= Dominique Visse =

French opera singer (born 1955)

Dominique Visse (born 30 August 1955) is a French countertenor and founder of the Ensemble Clément Janequin.

==Life and career==
Dominique Visse was a chorister at the Notre-Dame de Paris and studied organ and flute at the Versailles Conservatory. As a musician, he developed an interest in Medieval and Renaissance repertories. After studying with Alfred Deller and René Jacobs from 1976 to 1978, he made his opera debut at Tourcoing in Monteverdi's L'incoronazione di Poppea in 1982.

Visse devotes himself to performing of secular and religious music of the Renaissance.
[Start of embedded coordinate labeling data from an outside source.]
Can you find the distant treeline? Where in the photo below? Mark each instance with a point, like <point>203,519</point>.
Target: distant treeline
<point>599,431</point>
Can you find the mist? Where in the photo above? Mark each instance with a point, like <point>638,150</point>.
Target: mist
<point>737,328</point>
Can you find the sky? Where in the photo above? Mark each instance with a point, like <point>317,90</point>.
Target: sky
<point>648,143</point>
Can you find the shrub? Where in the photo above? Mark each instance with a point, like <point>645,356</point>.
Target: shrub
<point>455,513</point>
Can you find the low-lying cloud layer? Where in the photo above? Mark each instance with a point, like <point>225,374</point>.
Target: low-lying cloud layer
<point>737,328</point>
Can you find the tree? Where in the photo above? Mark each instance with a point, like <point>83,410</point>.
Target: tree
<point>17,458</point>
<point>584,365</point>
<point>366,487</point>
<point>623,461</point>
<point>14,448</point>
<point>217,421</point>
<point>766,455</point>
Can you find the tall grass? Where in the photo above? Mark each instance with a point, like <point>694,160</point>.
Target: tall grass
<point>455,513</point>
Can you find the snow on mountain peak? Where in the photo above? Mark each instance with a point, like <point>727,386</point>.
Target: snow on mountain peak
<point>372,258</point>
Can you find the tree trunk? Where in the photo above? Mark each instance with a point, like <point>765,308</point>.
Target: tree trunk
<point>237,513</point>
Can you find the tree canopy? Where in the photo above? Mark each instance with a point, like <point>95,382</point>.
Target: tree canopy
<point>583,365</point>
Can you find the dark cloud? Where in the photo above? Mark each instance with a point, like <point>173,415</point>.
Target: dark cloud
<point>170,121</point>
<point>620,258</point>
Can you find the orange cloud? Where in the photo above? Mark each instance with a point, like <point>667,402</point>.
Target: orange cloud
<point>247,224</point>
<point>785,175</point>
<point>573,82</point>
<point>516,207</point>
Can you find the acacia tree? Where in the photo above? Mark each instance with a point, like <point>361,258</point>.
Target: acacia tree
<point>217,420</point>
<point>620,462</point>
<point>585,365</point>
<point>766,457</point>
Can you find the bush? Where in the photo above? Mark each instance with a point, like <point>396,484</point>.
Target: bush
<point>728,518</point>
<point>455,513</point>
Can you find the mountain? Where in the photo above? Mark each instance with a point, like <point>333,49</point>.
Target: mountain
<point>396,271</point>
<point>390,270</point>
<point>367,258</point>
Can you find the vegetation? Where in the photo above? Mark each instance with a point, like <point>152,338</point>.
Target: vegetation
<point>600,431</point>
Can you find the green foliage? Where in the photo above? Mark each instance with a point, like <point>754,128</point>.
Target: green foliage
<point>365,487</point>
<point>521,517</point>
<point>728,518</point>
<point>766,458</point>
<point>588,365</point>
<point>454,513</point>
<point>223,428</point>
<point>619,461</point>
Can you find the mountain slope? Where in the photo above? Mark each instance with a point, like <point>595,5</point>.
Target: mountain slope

He is also known for his interpretations of the Parisian chansons.

Visse is married to soprano Agnès Mellon.

==Selected discography==
Opera
- Purcell: Dido and Aeneas
- Monteverdi: Il ritorno d'Ulisse in patria
- Handel: Giulio Cesare
- Handel: Ottone
- Handel: Rinaldo
- Charpentier Actéon H.481
- Charpentier: David et Jonathas H.490
- Charpentier: Le Malade imaginaire H.495
- Hasse: Cleofide
- Vivaldi: L'incoronazione di Dario
- Vivaldi: Montezuma
- Sartorio: Giulio Cesare
- Cavalli: La Calisto
- Poulenc: Le Gendarme incompris
- Zamponi: Ulisse all'isola di Circe

Recitals
- Charpentier: "Motets à double Choeur" H.403, H.404, H.135, H.136, H.137, H.392, H.410, H.167, conducted by Ton Koopman (2 CD Erato 1992)
- Charpentier: "Vêpres Solennelles" H.540, H.190, H.50, H.149, H.52, H.150, H.51, H.161, H.191, H.65, H.77, conducted by Jean-Claude Malgoire (2 CD CBS Sony 1987)
- Songs for Seven Centuries – Machaut to Ferrero, with Éric Bellocq (lute) and Kazuoki Fujii (piano)
- Campra – French Cantatas. Jill Feldman, Dominique Visse, Jean-François Gardeil
- The Three Countertenors – Andreas Scholl, Pascal Bertin
- with Agnès Mellon; "Parole e Querele d'Amore", Madrigali a due voci, Zigzag, 2011
- Takemitsu – Songs
- Bach. Café Zimmermann. Alpha
- Dom Quichotte Cantatas & Comic Concertos, Céline Frisch, Café Zimmermann
- Vinum et Musica – Capella de la Torre.